UN Humanitarian Briefing on Iraq
Arrivals from Iraq
Several newspapers and columnists continue to publish erroneous reports that large numbers of Palestinians are waiting at the Al Karama frontier seeking entry into Jordan. There is no truth behind the reports that 6,000 Palestinians are currently trying to enter Jordan.
The UNHCR/Jordanian Hashemite Charity Organisation (JHCO) camp at Ruwaished shelters more than 550 Palestinians who have been permitted to cross into Jordan in recent weeks along with some 100 other persons, mainly their Jordanian spouses. Only 64 Palestinians remain in the no man's land, some of whom the Jordanian authorities say lack valid documents.
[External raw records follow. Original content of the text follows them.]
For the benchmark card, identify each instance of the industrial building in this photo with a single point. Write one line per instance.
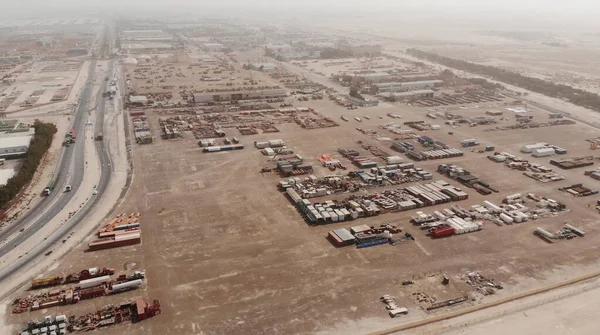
(5, 175)
(264, 67)
(14, 145)
(215, 47)
(375, 77)
(145, 47)
(362, 103)
(357, 50)
(145, 35)
(138, 100)
(405, 86)
(411, 95)
(239, 95)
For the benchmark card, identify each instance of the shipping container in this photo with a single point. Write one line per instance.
(116, 241)
(372, 243)
(441, 231)
(543, 152)
(93, 282)
(129, 285)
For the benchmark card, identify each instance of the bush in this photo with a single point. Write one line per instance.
(574, 95)
(42, 139)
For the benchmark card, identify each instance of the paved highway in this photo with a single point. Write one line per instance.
(63, 175)
(72, 157)
(70, 171)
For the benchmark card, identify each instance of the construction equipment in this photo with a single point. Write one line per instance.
(88, 274)
(49, 186)
(46, 281)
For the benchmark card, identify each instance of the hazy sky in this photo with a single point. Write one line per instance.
(513, 5)
(509, 12)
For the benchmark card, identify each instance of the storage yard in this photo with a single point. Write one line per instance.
(207, 201)
(264, 214)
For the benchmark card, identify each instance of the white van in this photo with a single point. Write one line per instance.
(398, 311)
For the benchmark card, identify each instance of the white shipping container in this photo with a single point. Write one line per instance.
(93, 282)
(491, 207)
(506, 218)
(261, 145)
(394, 159)
(126, 285)
(543, 152)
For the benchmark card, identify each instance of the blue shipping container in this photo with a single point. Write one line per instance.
(372, 243)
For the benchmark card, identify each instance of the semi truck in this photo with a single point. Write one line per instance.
(49, 188)
(46, 281)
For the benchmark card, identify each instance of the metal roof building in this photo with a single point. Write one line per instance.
(5, 175)
(14, 145)
(240, 95)
(407, 86)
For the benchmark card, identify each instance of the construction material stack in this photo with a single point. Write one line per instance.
(121, 231)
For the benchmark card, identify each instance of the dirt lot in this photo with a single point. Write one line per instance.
(225, 252)
(40, 84)
(180, 75)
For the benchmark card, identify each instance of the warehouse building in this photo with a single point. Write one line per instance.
(272, 93)
(5, 175)
(14, 145)
(215, 47)
(264, 67)
(146, 47)
(411, 95)
(360, 102)
(358, 50)
(405, 86)
(375, 77)
(138, 100)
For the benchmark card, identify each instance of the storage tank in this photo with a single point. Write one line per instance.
(506, 218)
(532, 147)
(261, 145)
(276, 143)
(127, 285)
(93, 282)
(491, 207)
(542, 232)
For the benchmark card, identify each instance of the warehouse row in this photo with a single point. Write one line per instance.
(86, 289)
(515, 209)
(363, 236)
(401, 199)
(393, 174)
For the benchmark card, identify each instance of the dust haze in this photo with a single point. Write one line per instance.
(299, 167)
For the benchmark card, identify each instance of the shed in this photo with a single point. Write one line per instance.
(360, 229)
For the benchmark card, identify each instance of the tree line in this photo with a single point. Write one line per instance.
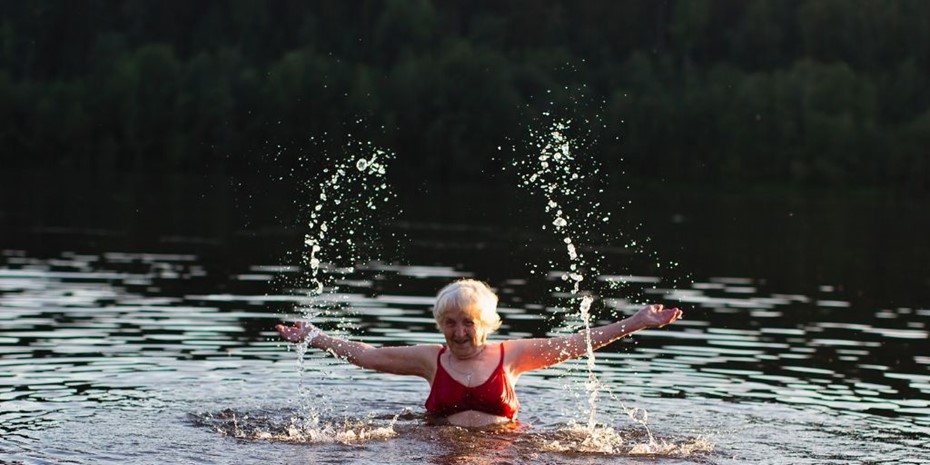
(785, 91)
The first few Palestinians who reached Jordan after the fall of Baghdad arrived with almost nothing. Members of this first wave reported that their landlords had ordered them to leave their homes, or that they had otherwise been threatened. The majority of the Palestinians now arriving are coming with personal effects, indicating that they had time to organise themselves and pack.
These 550 Palestinians in the UNHCR/JHCO camp are a fraction of the estimated up to 90,000 Palestinians who reside in Iraq. The reports of expulsions and intimidation that some of them have brought from Baghdad are a grave concern. We have called on the occupying power to ensure security for all residents of Iraq, as well as for all Iraqis to act responsibly towards their neighbours.
Elsewhere, UNHCR remains very concerned about the precarious conditions of the some 1,000 people living in the no man's land zone separating Iraq and Jordan. Among those people waiting at Al Karama are more than 40 Iraqis, some of whom fled Baghdad, Diwaniyah, and other cities at the height of the fighting one month ago, while others arrived more recently.
UNHCR's Representative in Jordan met with the Minister of Planning on Tuesday and discussed the delays faced by these Iraqis in obtaining temporary protection in Jordan.
Every Iraqi fleeing their homeland should receive temporary protection at the refugee camp in Ruwaished. We see no reason why these Iraqis, women, children, and men, should be forced to wait in the no man's land for weeks.
No asylum seeker should be forced to wait in limbo in no man's land, or be summarily sent home. Iraqis seeking the protection of temporary asylum should instead be sheltered in a refugee camp and subject to the appropriate screening procedure.
Others stuck at the Jordan's border with Iraq include more than 930 Iranian ethnic Kurds who fled the Al Tash refugee camp, 120 km west of Baghdad, in recent weeks.
In the spirit of cooperation that guides the UN refugee agency's work with the Jordanian authorities, we sent a team into western Iraq today to look into the possibility of establishing a temporary camp there for anyone who does not require the protection of the government of Jordan, although we have not committed ourselves. Ideally, it would be best if these Iranian refugees could return to Al Tash camp in safety.
We hope the UN's return this week to central Iraq will help to reassure the remaining some 11,000 refugees in Al Tash, as well as the Iranian ethnic Kurds in no man's land who previously fled the camp.
For the 33 Iranian Persians waiting in no man's land who were previously refugees elsewhere, we are advocating their readmission to their countries of first asylum, and we're currently awaiting replies from those states.